At a rally on Friday in Charlotte, North Carolina, Trump gave a speech in which he praised law enforcement officials for the arrest and talked about “civility” and national unity, before attacking the media and encouraging chants against it, reports Efe news.
“Political violence must never ever be allowed in America and I will do everything in my power to stop it,” Trump said.
“Everyone will benefit if we can end the politics of personal destruction. We must unify as a nation in peace, love and harmony.”
The President then moved to attack the media for having reported that Cesar Altieri Sayoc, 56, the man arrested on Friday accused of sending package bombs to prominent Democratic figures and Trump critics, is one of his supporters.
Sayoc, who faces a maximum sentence of 48 years in prison if convicted, is believed to own a white van that was seized by law enforcement on Friday. It was papered with pictures celebrating Trump, images insulting Democrats, and a “CNN sucks” sticker.

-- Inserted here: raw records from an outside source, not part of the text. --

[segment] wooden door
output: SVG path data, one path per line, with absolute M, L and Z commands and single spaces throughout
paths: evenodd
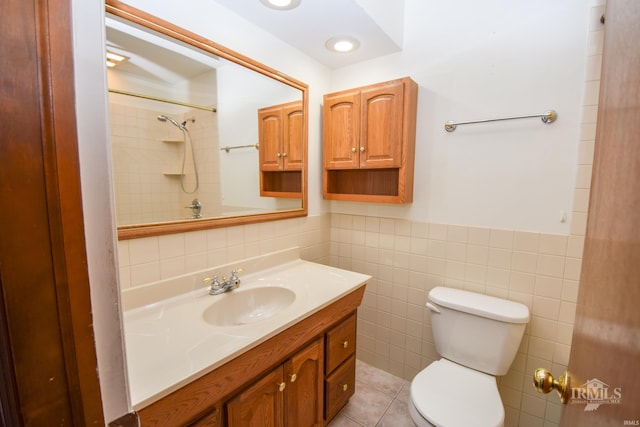
M 314 427 L 324 423 L 323 340 L 317 339 L 284 365 L 285 427 Z
M 285 104 L 282 107 L 283 169 L 302 170 L 304 165 L 304 111 L 302 102 Z
M 394 81 L 362 91 L 360 167 L 402 165 L 404 83 Z
M 2 9 L 0 425 L 102 425 L 71 5 L 8 0 Z
M 282 107 L 258 110 L 258 141 L 260 144 L 260 169 L 279 171 L 282 169 Z
M 227 403 L 229 427 L 284 427 L 283 368 L 278 366 Z
M 325 95 L 322 142 L 326 169 L 360 165 L 360 92 Z
M 607 2 L 596 153 L 561 425 L 640 423 L 640 2 Z M 591 401 L 600 387 L 608 402 Z M 581 391 L 580 391 L 581 390 Z M 581 397 L 587 399 L 581 399 Z M 619 401 L 618 398 L 619 397 Z

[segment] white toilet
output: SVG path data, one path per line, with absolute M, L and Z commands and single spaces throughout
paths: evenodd
M 504 375 L 529 321 L 527 306 L 437 287 L 427 307 L 442 358 L 411 382 L 409 415 L 417 426 L 499 427 L 504 407 L 496 376 Z

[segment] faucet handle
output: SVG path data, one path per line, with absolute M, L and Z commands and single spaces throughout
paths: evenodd
M 202 279 L 204 283 L 207 283 L 211 286 L 211 289 L 217 289 L 220 287 L 220 282 L 218 281 L 218 276 L 213 277 L 205 277 Z
M 238 277 L 238 273 L 242 273 L 244 270 L 238 268 L 236 270 L 231 271 L 231 277 L 229 278 L 229 282 L 233 284 L 234 287 L 240 286 L 240 278 Z

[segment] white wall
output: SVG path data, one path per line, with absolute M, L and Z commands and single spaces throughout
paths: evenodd
M 73 0 L 80 178 L 93 329 L 105 420 L 129 410 L 118 287 L 111 149 L 108 140 L 104 6 Z
M 334 202 L 356 213 L 568 233 L 584 82 L 581 0 L 405 2 L 404 50 L 332 74 L 331 90 L 411 76 L 420 86 L 414 203 Z M 474 120 L 558 112 L 539 119 Z
M 104 123 L 106 85 L 101 87 L 99 82 L 104 73 L 102 5 L 72 3 L 89 270 L 105 418 L 111 420 L 126 410 L 128 401 L 120 347 L 114 214 L 107 185 L 110 163 L 105 163 L 110 156 Z M 215 2 L 190 0 L 180 7 L 154 0 L 127 3 L 309 84 L 311 218 L 305 221 L 315 222 L 314 216 L 330 208 L 338 214 L 568 234 L 570 218 L 561 223 L 559 216 L 563 210 L 570 214 L 572 208 L 585 74 L 586 2 L 406 0 L 403 52 L 333 72 Z M 407 75 L 420 85 L 414 203 L 324 202 L 322 95 Z M 106 81 L 104 74 L 102 80 Z M 443 130 L 446 120 L 549 108 L 559 114 L 550 126 L 531 119 L 461 126 L 454 133 Z M 275 226 L 280 228 L 274 230 Z M 254 225 L 251 230 L 259 231 L 260 240 L 256 237 L 243 253 L 234 254 L 244 255 L 248 247 L 268 247 L 285 229 L 282 224 Z M 227 242 L 235 242 L 239 230 L 206 234 L 213 241 L 224 233 Z M 325 238 L 322 227 L 314 224 L 313 230 L 314 241 Z M 203 244 L 207 246 L 206 241 Z

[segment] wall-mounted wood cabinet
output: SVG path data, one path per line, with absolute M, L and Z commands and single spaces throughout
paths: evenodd
M 304 110 L 289 102 L 258 110 L 260 195 L 302 197 Z
M 417 99 L 408 77 L 324 96 L 325 199 L 413 201 Z

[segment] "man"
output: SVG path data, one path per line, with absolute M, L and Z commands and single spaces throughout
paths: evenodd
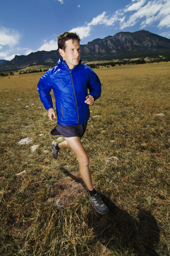
M 94 188 L 89 169 L 89 159 L 81 143 L 90 117 L 89 105 L 100 96 L 101 83 L 89 67 L 81 63 L 80 39 L 75 33 L 65 32 L 58 37 L 58 48 L 62 57 L 57 66 L 48 70 L 37 85 L 40 98 L 48 110 L 50 120 L 56 118 L 50 92 L 53 90 L 56 100 L 57 125 L 52 135 L 61 135 L 65 141 L 52 142 L 52 155 L 56 159 L 61 148 L 70 148 L 75 153 L 80 166 L 80 175 L 86 185 L 90 199 L 96 211 L 106 214 L 109 210 Z M 89 94 L 88 94 L 88 89 Z

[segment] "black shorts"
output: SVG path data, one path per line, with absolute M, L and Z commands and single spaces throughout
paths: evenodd
M 83 137 L 86 132 L 87 122 L 83 124 L 76 125 L 63 125 L 57 124 L 52 131 L 52 135 L 61 135 L 63 137 Z

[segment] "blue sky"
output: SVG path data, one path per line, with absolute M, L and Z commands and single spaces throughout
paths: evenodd
M 0 59 L 57 49 L 76 32 L 81 44 L 141 29 L 170 38 L 170 0 L 5 0 L 0 10 Z

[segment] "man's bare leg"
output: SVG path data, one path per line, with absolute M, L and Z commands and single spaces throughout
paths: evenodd
M 89 167 L 89 159 L 81 143 L 81 139 L 79 137 L 75 137 L 65 138 L 65 139 L 64 141 L 58 144 L 58 147 L 60 149 L 70 148 L 75 153 L 79 164 L 80 175 L 89 190 L 90 199 L 91 203 L 98 212 L 103 214 L 107 214 L 109 212 L 109 209 L 103 202 L 92 183 L 91 174 Z M 53 143 L 55 143 L 55 142 Z M 95 191 L 97 193 L 96 194 L 94 193 Z
M 89 190 L 92 190 L 94 188 L 92 183 L 91 171 L 89 167 L 89 159 L 84 148 L 81 143 L 80 138 L 65 138 L 65 141 L 58 145 L 59 147 L 64 148 L 67 146 L 68 148 L 70 148 L 73 151 L 79 164 L 80 175 Z

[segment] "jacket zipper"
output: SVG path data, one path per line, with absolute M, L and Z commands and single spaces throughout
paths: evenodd
M 62 116 L 63 116 L 63 118 L 64 118 L 64 114 L 63 114 L 63 105 L 62 102 L 61 102 L 61 106 L 62 108 Z
M 74 86 L 73 78 L 72 78 L 72 74 L 71 71 L 70 70 L 70 73 L 71 82 L 72 82 L 72 86 L 73 86 L 73 92 L 74 92 L 74 98 L 75 98 L 75 104 L 76 104 L 76 114 L 77 114 L 78 119 L 78 124 L 79 124 L 79 111 L 78 111 L 78 102 L 77 102 L 76 99 L 76 97 L 75 97 L 75 90 L 74 90 Z

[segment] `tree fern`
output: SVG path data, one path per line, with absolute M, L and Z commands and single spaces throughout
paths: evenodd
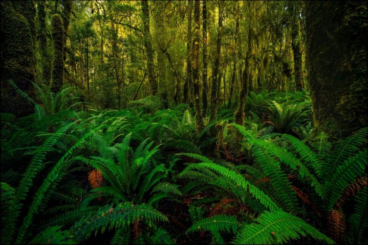
M 258 188 L 251 184 L 249 182 L 245 180 L 244 177 L 235 172 L 230 170 L 228 168 L 219 166 L 213 163 L 201 163 L 193 164 L 187 167 L 188 169 L 208 168 L 215 172 L 229 178 L 235 183 L 243 187 L 246 190 L 249 190 L 253 197 L 259 200 L 265 206 L 269 208 L 271 211 L 276 211 L 280 209 L 280 208 L 272 201 L 269 197 L 266 195 L 263 191 Z
M 188 229 L 188 231 L 201 230 L 211 232 L 226 231 L 232 232 L 236 234 L 237 230 L 243 226 L 243 225 L 237 221 L 236 217 L 219 214 L 203 218 L 195 223 Z
M 354 213 L 350 215 L 349 219 L 349 236 L 352 244 L 365 243 L 363 235 L 368 224 L 367 195 L 367 188 L 365 187 L 360 190 L 355 196 L 356 204 L 354 207 Z
M 335 242 L 300 218 L 282 211 L 262 214 L 246 225 L 236 236 L 234 244 L 284 243 L 290 239 L 310 236 L 327 244 Z
M 367 154 L 368 150 L 365 149 L 346 159 L 326 183 L 325 193 L 328 210 L 332 209 L 346 187 L 364 173 L 367 165 Z
M 367 128 L 363 128 L 338 143 L 324 163 L 324 177 L 333 174 L 339 164 L 354 155 L 366 140 Z
M 76 223 L 70 231 L 76 241 L 80 242 L 83 239 L 89 237 L 92 232 L 97 234 L 100 229 L 103 233 L 107 228 L 109 230 L 118 229 L 140 218 L 147 222 L 168 220 L 166 216 L 149 206 L 125 202 L 119 204 L 115 208 L 111 205 L 101 207 L 94 215 Z
M 51 171 L 49 173 L 42 185 L 37 190 L 34 198 L 32 200 L 32 204 L 29 208 L 28 212 L 24 218 L 23 222 L 19 228 L 16 242 L 21 243 L 24 240 L 27 230 L 28 229 L 29 226 L 32 222 L 34 215 L 38 212 L 38 208 L 42 203 L 42 199 L 46 192 L 51 184 L 55 182 L 58 179 L 59 177 L 58 176 L 60 174 L 60 172 L 63 169 L 63 168 L 67 167 L 67 165 L 64 164 L 67 158 L 70 156 L 74 150 L 77 149 L 84 141 L 86 138 L 88 138 L 95 131 L 98 130 L 104 126 L 104 125 L 99 126 L 94 129 L 94 130 L 85 134 L 79 141 L 71 147 L 64 155 L 61 157 Z M 64 165 L 63 165 L 63 164 L 64 164 Z
M 31 240 L 29 244 L 77 244 L 68 231 L 60 231 L 61 226 L 48 227 Z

“We have seen an effort by the media in recent hours to use the sinister actions of one individual to score political points against me and the Republican party,” he said.
“The media has tried to attack the incredible Americans who support our movement to give power back to the people,” said Trump, who added his followers were the most “honest”, “hardworking” and “patriotic” people “on the face of God’s Earth”.
The crowd welcomed the messages with applause and, on a couple of occasions, the President encouraged chants such as “fake news” and “CNN sucks.”
Sayoc was arrested in his home state of Florida on Friday.
He is suspected of sending package bombs – of which there were at least 13 – to Democrats and Trump critics and faces five charges, including the illegal mailing of explosives and threatening former presidents.
The FBI confirmed the packages contained “improvised explosive devices” that did not explode.